Bankara - Are you willing to share some tech info on that beautiful Milky Way shot, such as Camera type, shutter and aperture settings, ISO, and any thing else? I can't seem to get a decent shot of the stars.
My pix are either washed out or too grainy. I'm using the poor man's Nikon - 60.
Amazing shot by the way. I absolutely love that photo. It looks like something from National Geographic.
@photomagex: It's all in the exif data. Looks like a Canon EOS 1Ds, 24mm lens at f/2.8 and ISO 800 for 66 seconds.
I'm surprised the trailing wasn't worse with a 1 minute untracked exposure, even using a 24mm lens. Bankara: Is the EOS 1D a full-frame sensor (that might explain it, since I've only shot stars with 28mm lenses on crop sensors)?
@PhotoMagex & David LeJeune, it's true that the secrets are all laid bare by the EXIF data but I would be happy to divulge more tips and such for getting those kind of results.

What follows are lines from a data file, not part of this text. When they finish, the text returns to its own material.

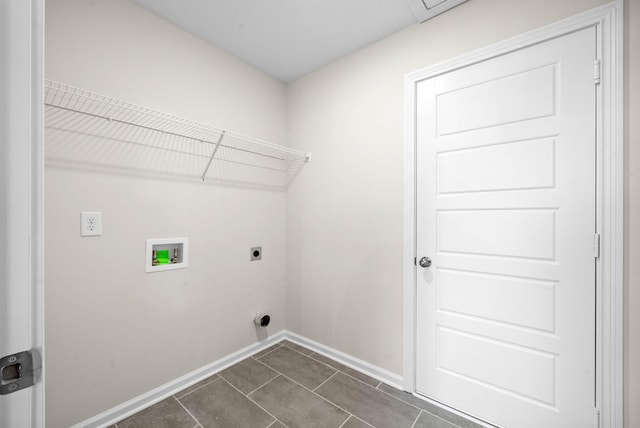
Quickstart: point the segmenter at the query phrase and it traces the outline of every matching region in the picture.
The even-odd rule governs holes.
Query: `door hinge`
[[[600,84],[600,60],[597,59],[594,61],[593,63],[593,84],[594,85],[599,85]]]
[[[600,258],[600,234],[596,233],[593,235],[593,257],[596,259]]]
[[[0,395],[13,394],[35,384],[34,352],[24,351],[0,358]]]
[[[595,427],[600,428],[602,426],[602,418],[600,417],[600,408],[596,407],[594,410],[595,410],[595,417],[596,417]]]
[[[418,266],[418,258],[417,257],[413,258],[413,265],[414,266]]]

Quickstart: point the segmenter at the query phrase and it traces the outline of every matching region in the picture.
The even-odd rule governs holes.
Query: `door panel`
[[[553,332],[556,285],[553,281],[438,269],[437,308],[440,312]]]
[[[499,426],[593,421],[594,28],[417,87],[417,392]]]
[[[552,116],[555,112],[556,65],[525,70],[494,80],[448,83],[436,98],[438,134],[516,123]],[[451,89],[447,92],[447,89]],[[523,100],[527,100],[523,103]]]
[[[554,403],[553,354],[444,327],[437,334],[440,370],[487,389]],[[461,349],[473,349],[473,357]]]
[[[550,188],[554,166],[553,138],[438,153],[438,194]]]
[[[438,253],[555,259],[552,209],[438,210]]]

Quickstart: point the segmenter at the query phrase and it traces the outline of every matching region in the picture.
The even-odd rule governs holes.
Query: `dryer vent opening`
[[[271,315],[258,313],[253,319],[253,322],[257,327],[266,327],[271,322]]]

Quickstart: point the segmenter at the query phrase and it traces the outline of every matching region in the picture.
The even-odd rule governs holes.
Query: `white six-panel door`
[[[416,390],[594,423],[595,28],[417,86]]]

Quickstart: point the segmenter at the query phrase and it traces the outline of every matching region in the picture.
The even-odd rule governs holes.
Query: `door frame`
[[[0,425],[41,428],[44,408],[43,288],[43,70],[44,0],[8,0],[0,5],[0,179],[7,186],[0,234],[11,264],[2,277],[0,357],[33,351],[35,384],[0,396]],[[8,272],[9,270],[7,270]],[[30,349],[29,349],[30,348]]]
[[[623,426],[623,0],[410,73],[405,77],[404,375],[415,390],[416,365],[416,88],[420,81],[515,50],[596,28],[600,84],[596,118],[596,396],[594,418],[603,428]],[[595,67],[594,67],[595,69]],[[594,71],[595,73],[595,71]],[[606,286],[605,286],[606,285]],[[440,405],[434,402],[436,405]],[[595,420],[594,420],[595,422]]]

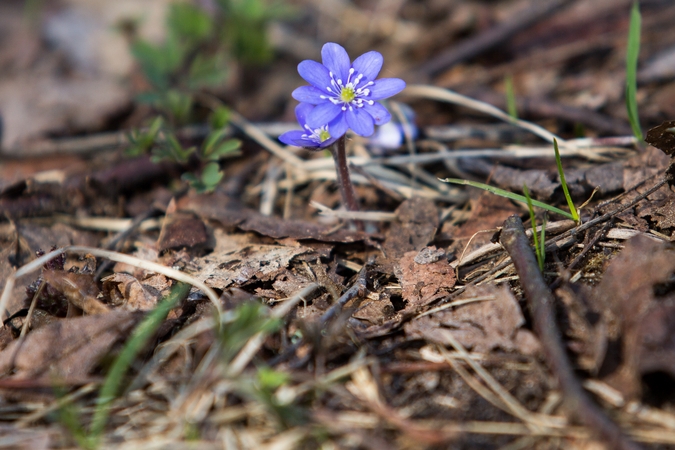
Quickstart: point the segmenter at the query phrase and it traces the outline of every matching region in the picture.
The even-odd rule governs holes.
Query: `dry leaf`
[[[311,252],[305,247],[247,245],[237,250],[216,252],[195,258],[188,271],[215,289],[249,281],[270,281],[286,271],[291,260]]]
[[[98,300],[101,291],[92,274],[45,269],[42,278],[85,314],[104,314],[110,310]]]
[[[139,281],[132,275],[118,272],[101,281],[111,304],[121,305],[127,311],[153,309],[171,287],[167,278],[160,274]]]
[[[403,255],[394,266],[394,273],[401,283],[406,310],[415,310],[424,306],[447,292],[455,285],[455,271],[450,267],[447,258],[419,264],[429,260],[426,255],[435,253],[436,247],[427,247],[420,252],[412,251]]]
[[[142,318],[141,314],[114,311],[96,316],[61,319],[27,335],[0,352],[0,373],[13,378],[82,379]]]
[[[518,302],[507,286],[483,285],[470,287],[455,301],[482,299],[474,303],[448,308],[423,316],[404,325],[410,338],[427,338],[439,344],[448,344],[443,333],[450,330],[455,339],[468,349],[489,352],[493,349],[534,354],[539,342],[532,333],[521,327],[525,319]]]

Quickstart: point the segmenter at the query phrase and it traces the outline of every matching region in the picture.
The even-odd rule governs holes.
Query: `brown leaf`
[[[173,200],[171,201],[173,203]],[[209,247],[209,235],[201,219],[186,212],[168,213],[157,239],[160,252],[169,249],[206,250]],[[213,246],[210,246],[213,248]]]
[[[563,327],[567,346],[577,354],[577,364],[592,374],[597,374],[607,351],[607,321],[602,310],[592,308],[588,301],[590,289],[573,289],[563,286],[556,296],[564,305]]]
[[[309,252],[305,247],[245,245],[195,258],[188,271],[212,288],[225,289],[251,280],[274,280],[286,271],[294,257]]]
[[[666,155],[673,156],[675,154],[675,120],[668,120],[647,131],[645,141]]]
[[[405,253],[394,267],[394,273],[401,283],[406,310],[416,310],[445,295],[455,285],[455,271],[447,258],[420,264],[426,261],[425,254],[433,253],[436,247],[427,247],[420,252]],[[420,257],[420,255],[422,257]]]
[[[620,344],[620,365],[605,381],[627,397],[639,395],[643,325],[655,307],[654,287],[675,271],[675,251],[654,239],[638,235],[611,261],[592,292],[592,304],[606,314],[608,339]],[[652,317],[650,320],[657,320]],[[661,319],[658,319],[661,320]],[[657,321],[658,321],[657,320]],[[608,358],[616,355],[608,353]],[[605,366],[612,361],[605,361]],[[616,365],[616,363],[614,363]],[[606,369],[607,370],[607,369]]]
[[[153,309],[171,287],[166,277],[159,274],[139,281],[132,275],[118,272],[101,281],[111,303],[120,304],[127,311]]]
[[[42,271],[42,278],[85,314],[104,314],[110,311],[98,300],[101,291],[91,274],[45,269]]]
[[[430,200],[413,197],[396,209],[397,221],[391,224],[382,247],[387,258],[395,260],[406,252],[418,252],[436,235],[438,208]]]
[[[525,354],[539,351],[534,335],[521,328],[525,319],[507,286],[470,287],[455,301],[471,298],[483,300],[415,319],[403,326],[406,335],[447,345],[443,336],[450,332],[466,348],[478,352],[497,348]]]
[[[27,335],[0,352],[0,373],[13,378],[84,378],[142,315],[128,311],[61,319]]]
[[[225,226],[255,231],[275,239],[314,239],[323,242],[358,242],[371,237],[360,231],[335,230],[333,226],[302,220],[269,217],[241,205],[225,195],[186,196],[179,202],[179,209],[194,211],[199,217],[217,220]]]
[[[675,228],[675,195],[672,191],[668,191],[667,197],[640,208],[638,215],[649,217],[661,230]]]
[[[488,244],[494,233],[476,233],[500,227],[507,217],[519,212],[517,206],[503,197],[482,192],[471,200],[471,216],[464,224],[458,227],[446,222],[443,227],[443,232],[455,241],[449,252],[471,252]]]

So, quickly, yes my 1Ds MKii is full frame, 16megapixels. I am using the 24-70mm L Series lens which is a damn fine lens although when shooting wide the edges can be a little blurry. I parked the camera on a tripod with a cable release, started a timer and had my friend hold the shutter on bulb mode while I stumbled around in the dark and flashed the nearest rocks with my Speedlite set on quarter power. a couple of pops is all it took the get the rocks to be readable, otherwise it was pitch black out. I think a minute was too long as the stars are not as crisp as I would like them to be but I didn't want to push the ISO higher because it starts to get too much noise to be usable. Also, I would not advise stumbling drunk around the desert at night in flip flops, i got lucky I didn't run into a cholla cactus, a rattlesnake, a coyote, a scorpion, or fall into a hole between the rocks and break both my damn legs.

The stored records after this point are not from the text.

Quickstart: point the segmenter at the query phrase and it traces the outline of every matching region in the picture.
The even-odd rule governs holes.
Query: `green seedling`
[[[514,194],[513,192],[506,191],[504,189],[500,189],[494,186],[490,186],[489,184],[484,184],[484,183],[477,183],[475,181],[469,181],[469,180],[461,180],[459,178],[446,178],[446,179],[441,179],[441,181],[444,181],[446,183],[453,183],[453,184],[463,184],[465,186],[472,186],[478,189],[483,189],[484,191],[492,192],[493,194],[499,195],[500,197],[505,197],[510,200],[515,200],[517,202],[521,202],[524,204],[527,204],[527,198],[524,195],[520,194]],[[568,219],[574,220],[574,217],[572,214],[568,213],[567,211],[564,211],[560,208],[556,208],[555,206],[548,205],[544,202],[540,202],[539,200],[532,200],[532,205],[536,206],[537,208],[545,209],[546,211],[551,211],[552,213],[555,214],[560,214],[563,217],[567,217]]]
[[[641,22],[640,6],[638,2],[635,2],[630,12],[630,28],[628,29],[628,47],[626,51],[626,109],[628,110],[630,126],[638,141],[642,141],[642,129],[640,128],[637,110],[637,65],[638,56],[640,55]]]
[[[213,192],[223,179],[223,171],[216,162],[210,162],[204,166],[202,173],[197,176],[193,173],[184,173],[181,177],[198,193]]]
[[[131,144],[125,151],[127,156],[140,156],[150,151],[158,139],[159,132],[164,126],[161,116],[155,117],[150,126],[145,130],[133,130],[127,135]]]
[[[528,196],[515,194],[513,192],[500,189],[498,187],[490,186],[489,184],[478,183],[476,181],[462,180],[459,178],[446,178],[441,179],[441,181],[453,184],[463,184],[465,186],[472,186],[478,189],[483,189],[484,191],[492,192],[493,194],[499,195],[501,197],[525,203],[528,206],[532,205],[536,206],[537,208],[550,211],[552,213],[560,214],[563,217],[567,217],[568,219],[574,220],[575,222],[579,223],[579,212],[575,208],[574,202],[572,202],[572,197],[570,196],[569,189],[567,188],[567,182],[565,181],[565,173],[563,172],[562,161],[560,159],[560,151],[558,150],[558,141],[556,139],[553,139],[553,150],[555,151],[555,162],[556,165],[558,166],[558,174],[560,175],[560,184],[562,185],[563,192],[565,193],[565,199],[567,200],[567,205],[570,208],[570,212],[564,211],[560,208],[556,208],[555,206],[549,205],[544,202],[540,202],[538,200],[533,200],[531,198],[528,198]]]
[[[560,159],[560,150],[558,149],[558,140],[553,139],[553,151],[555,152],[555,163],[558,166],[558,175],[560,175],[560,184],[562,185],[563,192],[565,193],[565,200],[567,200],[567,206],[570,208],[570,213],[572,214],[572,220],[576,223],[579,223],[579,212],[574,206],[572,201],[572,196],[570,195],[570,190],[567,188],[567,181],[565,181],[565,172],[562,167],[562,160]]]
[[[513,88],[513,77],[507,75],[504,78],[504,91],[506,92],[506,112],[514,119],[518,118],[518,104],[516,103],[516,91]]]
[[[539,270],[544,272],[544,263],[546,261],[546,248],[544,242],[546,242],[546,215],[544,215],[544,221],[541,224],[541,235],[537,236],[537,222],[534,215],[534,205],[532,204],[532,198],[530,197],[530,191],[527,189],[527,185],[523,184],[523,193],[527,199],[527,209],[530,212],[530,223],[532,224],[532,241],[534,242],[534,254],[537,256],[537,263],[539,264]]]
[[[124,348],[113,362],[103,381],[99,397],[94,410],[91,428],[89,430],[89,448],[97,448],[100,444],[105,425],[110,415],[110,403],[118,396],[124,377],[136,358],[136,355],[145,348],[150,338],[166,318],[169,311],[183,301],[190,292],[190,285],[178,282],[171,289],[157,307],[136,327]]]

@oldhat, my first Mermaid Parade as well. I got shamelessly drunk at beer island for hours and shot a bunch of pictures that I am still editing. Good times in Coney Island! It is a delightfully sleazy and trashy place.

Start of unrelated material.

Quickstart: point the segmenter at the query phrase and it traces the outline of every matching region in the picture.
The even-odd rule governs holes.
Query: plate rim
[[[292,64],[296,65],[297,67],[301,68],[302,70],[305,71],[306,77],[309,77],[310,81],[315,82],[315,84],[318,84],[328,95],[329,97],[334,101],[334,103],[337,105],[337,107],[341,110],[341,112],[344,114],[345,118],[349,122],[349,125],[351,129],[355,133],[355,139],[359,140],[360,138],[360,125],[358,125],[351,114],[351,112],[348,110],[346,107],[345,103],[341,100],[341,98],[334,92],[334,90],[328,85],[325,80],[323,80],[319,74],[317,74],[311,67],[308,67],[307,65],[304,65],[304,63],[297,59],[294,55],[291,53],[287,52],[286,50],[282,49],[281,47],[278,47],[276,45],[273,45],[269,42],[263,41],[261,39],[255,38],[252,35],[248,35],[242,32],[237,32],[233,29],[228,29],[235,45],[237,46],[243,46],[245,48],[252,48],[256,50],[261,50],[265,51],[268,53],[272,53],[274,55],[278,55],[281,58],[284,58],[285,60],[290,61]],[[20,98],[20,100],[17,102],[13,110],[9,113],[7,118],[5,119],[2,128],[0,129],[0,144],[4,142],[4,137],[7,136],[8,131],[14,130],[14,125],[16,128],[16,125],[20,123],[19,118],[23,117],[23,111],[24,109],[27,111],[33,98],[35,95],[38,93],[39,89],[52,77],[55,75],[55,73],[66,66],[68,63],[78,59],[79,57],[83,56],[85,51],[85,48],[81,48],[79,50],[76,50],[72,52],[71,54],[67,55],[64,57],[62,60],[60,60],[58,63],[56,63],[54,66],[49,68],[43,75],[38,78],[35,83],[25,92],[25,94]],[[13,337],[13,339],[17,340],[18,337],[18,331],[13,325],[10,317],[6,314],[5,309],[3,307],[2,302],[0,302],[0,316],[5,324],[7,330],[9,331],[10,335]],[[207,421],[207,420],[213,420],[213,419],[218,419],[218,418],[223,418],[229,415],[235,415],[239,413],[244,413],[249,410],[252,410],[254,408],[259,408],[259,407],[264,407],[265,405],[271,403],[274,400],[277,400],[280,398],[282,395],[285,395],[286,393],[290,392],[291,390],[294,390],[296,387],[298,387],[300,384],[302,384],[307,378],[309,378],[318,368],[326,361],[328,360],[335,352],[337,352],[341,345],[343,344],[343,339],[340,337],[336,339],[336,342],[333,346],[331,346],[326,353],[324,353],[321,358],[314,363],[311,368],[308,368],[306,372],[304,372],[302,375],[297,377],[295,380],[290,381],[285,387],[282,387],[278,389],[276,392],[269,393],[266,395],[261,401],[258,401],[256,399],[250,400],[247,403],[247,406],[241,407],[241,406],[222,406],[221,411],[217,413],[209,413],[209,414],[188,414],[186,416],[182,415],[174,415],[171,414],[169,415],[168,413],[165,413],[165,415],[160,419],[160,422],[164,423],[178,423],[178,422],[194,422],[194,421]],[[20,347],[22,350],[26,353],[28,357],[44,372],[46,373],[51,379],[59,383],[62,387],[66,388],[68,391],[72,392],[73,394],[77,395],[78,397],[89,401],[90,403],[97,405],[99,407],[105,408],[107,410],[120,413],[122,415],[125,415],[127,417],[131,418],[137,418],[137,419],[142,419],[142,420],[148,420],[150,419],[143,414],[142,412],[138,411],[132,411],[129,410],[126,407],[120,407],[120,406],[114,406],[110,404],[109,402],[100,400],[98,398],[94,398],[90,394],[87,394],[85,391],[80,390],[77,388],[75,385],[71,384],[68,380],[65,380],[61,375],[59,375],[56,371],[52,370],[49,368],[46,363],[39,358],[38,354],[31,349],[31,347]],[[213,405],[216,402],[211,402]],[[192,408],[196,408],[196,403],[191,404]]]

Hell man, give it 20 tries! That's what I did, night after night. Light painting and long exposures are time consuming affairs. I shot tons of photos but this is the only one you I am showing because that's what makes me look good. Elliot Erwitt said that the worst thing you can do as a photographer is show your contact sheets to anyone, it breaks the illusion that you knew exactly what the hell you were doing from the start. It's all process, all learning. The best pieces of advice I received from teachers were these quotes: "Amateurs practice til they get it right, pros practice til they never get it wrong." and "The difference between a pro and an amateur is a simple ratio; amateurs get 1 out of three pictures exactly the way they want them, pros get two out of three." and finally, from Henri Cartier-Bresson "the first 10,000 frames you shoot are practice." Experiment, innovate, invent, lie, cheat, steal (shamelessly because as Oscar Wilde said "Good art borrows, great art steals), but most importantly just get out and shoot even (especially!) when you don't feel like it. Push it, get uncomfortable as often as you possibly can. Scare the living fuck out of yourself on a regular basis. Always have fun. That's why we do it, yeah? End inspirational quotefest, just came back from two late night client meetings at bars so forgive my ramblings.